Obsessed by the text itself, he hadn’t even looked at the photographs yet, either the one of the murdered Law professor, the illustrious jurist, the caption said, champion of freedoms and democratic rationality, or the other one, of his son, handcuffed and being escorted by two agents, sporting a two-day shadow of a beard, a short jacket he didn’t recognize, two sneakers — like always, sticking out from a pair of jeans — and, most especially, smiling, haughty, with that sarcastic smile of defiant petulance that he knew came not so much from a feeling of resolve or contempt as, more than anything else, disgust, rancor, and an air of bitter repugnance that was as incomprehensible as it was grotesque.

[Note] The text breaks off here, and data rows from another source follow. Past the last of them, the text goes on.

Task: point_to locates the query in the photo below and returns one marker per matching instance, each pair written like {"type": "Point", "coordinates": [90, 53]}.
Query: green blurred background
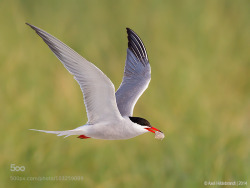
{"type": "Point", "coordinates": [199, 95]}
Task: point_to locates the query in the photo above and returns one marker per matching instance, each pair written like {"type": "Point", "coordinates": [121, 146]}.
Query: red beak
{"type": "Point", "coordinates": [152, 129]}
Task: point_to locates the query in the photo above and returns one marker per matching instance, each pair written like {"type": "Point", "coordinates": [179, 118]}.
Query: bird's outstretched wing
{"type": "Point", "coordinates": [98, 91]}
{"type": "Point", "coordinates": [137, 75]}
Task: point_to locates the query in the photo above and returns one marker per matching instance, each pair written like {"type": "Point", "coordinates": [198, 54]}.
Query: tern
{"type": "Point", "coordinates": [110, 113]}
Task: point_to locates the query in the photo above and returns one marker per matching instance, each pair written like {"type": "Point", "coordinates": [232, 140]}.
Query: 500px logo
{"type": "Point", "coordinates": [13, 167]}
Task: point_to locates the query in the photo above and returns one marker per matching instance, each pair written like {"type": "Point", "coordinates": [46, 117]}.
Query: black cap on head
{"type": "Point", "coordinates": [140, 121]}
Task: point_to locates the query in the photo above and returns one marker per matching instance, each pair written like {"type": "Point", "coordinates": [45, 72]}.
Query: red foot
{"type": "Point", "coordinates": [83, 137]}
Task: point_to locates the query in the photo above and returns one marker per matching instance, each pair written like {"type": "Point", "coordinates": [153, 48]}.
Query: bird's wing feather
{"type": "Point", "coordinates": [98, 91]}
{"type": "Point", "coordinates": [137, 75]}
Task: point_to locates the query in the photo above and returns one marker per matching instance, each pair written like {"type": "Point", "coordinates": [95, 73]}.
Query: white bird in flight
{"type": "Point", "coordinates": [109, 112]}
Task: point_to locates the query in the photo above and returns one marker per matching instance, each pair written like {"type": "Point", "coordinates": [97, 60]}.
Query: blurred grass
{"type": "Point", "coordinates": [199, 94]}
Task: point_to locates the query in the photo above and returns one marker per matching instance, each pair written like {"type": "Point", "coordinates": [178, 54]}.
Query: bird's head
{"type": "Point", "coordinates": [146, 125]}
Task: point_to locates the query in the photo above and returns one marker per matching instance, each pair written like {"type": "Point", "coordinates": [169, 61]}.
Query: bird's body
{"type": "Point", "coordinates": [109, 113]}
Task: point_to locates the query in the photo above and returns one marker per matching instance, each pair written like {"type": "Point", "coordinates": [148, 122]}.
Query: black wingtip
{"type": "Point", "coordinates": [136, 45]}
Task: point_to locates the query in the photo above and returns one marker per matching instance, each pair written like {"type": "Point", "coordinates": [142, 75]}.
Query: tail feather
{"type": "Point", "coordinates": [61, 133]}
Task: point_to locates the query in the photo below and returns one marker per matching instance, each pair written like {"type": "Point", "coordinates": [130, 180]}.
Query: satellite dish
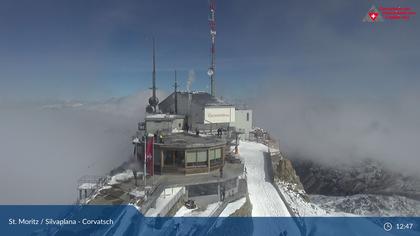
{"type": "Point", "coordinates": [153, 101]}
{"type": "Point", "coordinates": [149, 109]}
{"type": "Point", "coordinates": [210, 72]}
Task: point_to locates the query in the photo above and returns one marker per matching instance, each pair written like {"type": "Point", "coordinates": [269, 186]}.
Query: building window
{"type": "Point", "coordinates": [194, 158]}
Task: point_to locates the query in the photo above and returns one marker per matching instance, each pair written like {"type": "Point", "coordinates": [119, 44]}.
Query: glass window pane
{"type": "Point", "coordinates": [218, 153]}
{"type": "Point", "coordinates": [191, 157]}
{"type": "Point", "coordinates": [211, 154]}
{"type": "Point", "coordinates": [201, 156]}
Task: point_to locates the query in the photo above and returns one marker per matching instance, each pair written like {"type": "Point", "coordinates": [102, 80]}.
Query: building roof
{"type": "Point", "coordinates": [184, 140]}
{"type": "Point", "coordinates": [168, 117]}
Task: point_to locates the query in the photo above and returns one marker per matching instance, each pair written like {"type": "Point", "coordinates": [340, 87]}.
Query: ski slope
{"type": "Point", "coordinates": [265, 200]}
{"type": "Point", "coordinates": [264, 197]}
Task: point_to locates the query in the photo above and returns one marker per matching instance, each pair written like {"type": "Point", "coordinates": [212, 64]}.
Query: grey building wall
{"type": "Point", "coordinates": [243, 122]}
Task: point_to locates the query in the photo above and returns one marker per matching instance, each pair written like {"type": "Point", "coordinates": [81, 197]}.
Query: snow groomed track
{"type": "Point", "coordinates": [265, 200]}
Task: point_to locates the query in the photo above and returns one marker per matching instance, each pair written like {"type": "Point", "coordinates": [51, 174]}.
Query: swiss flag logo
{"type": "Point", "coordinates": [373, 15]}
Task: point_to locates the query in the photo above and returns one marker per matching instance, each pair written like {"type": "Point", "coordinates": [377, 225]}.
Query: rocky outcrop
{"type": "Point", "coordinates": [286, 173]}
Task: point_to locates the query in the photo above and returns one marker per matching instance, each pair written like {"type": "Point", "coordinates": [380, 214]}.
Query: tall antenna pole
{"type": "Point", "coordinates": [153, 101]}
{"type": "Point", "coordinates": [154, 73]}
{"type": "Point", "coordinates": [176, 94]}
{"type": "Point", "coordinates": [212, 23]}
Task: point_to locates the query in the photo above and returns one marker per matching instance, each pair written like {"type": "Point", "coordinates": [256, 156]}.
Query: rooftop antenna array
{"type": "Point", "coordinates": [153, 100]}
{"type": "Point", "coordinates": [212, 24]}
{"type": "Point", "coordinates": [176, 94]}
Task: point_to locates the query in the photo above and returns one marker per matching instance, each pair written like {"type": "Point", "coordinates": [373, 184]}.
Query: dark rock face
{"type": "Point", "coordinates": [366, 176]}
{"type": "Point", "coordinates": [285, 172]}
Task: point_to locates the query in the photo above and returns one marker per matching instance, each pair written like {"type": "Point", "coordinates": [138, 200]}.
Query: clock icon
{"type": "Point", "coordinates": [387, 226]}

Without being aware of what he was doing, so mechanically, so cut off from his own self that he almost had the impression it was someone else doing it, he put a fistful of salt into the water, which had been boiling in the pot now for an amount of time he was unable to judge, and he began steadily, almost, you might say, in slow-motion, putting in the beans, the carrots and potatoes, the onion, and the block of lamb shoulder. Then, with the same slowness and the same mechanical, abstracted manner, he went about throwing the leavings into the trash, almost, you might also say, not so much like someone who is throwing things out and disposing of them but instead like someone holding onto something, like someone keeping something, setting it aside. But he didn’t throw them away inside the cone of paper he usually made, instead he picked them up them with his hands, he held them unhurriedly in his hands and felt deep within himself the strange pleasure of getting them dirty, grimy, he might have put it, with the peels and the scrapings, as if only through contact with something material, something dirty and disposable, terminal, could he find not consolation or support but at the very least something to be near to. Then he opened the door to the patio, walked over to the old cherry tree his father had planted, and put his arms around the trunk, letting himself drop to the ground.
With his face pressed against the trunk, pressed so close and hard against it that it would not have been easy, given the amount of light at that hour, to say where one began and the other ended, where the skin of one ended and the sheath of the other began, he slid slowly downward, scraping his cheek as though he wanted the bits of the bark that broke off when he did so, or the sap the old trunk secreted, to stick to it, and also, most likely, so that the bark, too, could become impregnated with the blood of the scratches and scrapes it produced.
And this is the state — collapsed on the ground across the roots of the cherry tree, which had begun to lose its leaves, holding on to it in a position that seemed as compressed as it could possibly be — in which his younger son found him a short time later. He picked him up — come on, Dad, get up, let’s not have this get the better of you, too — and once he was on his feet, he shook the leaves and stems from his wool sweater and wiped off his face with his handkerchief. He allowed himself to be taken in hand, he was like a dead weight and at the same time seemingly as light as a feather, and his son tried to lead him by the arm to the kitchen. I’m coming, I’m coming, don’t worry, he said to him, and he refused to lean on him.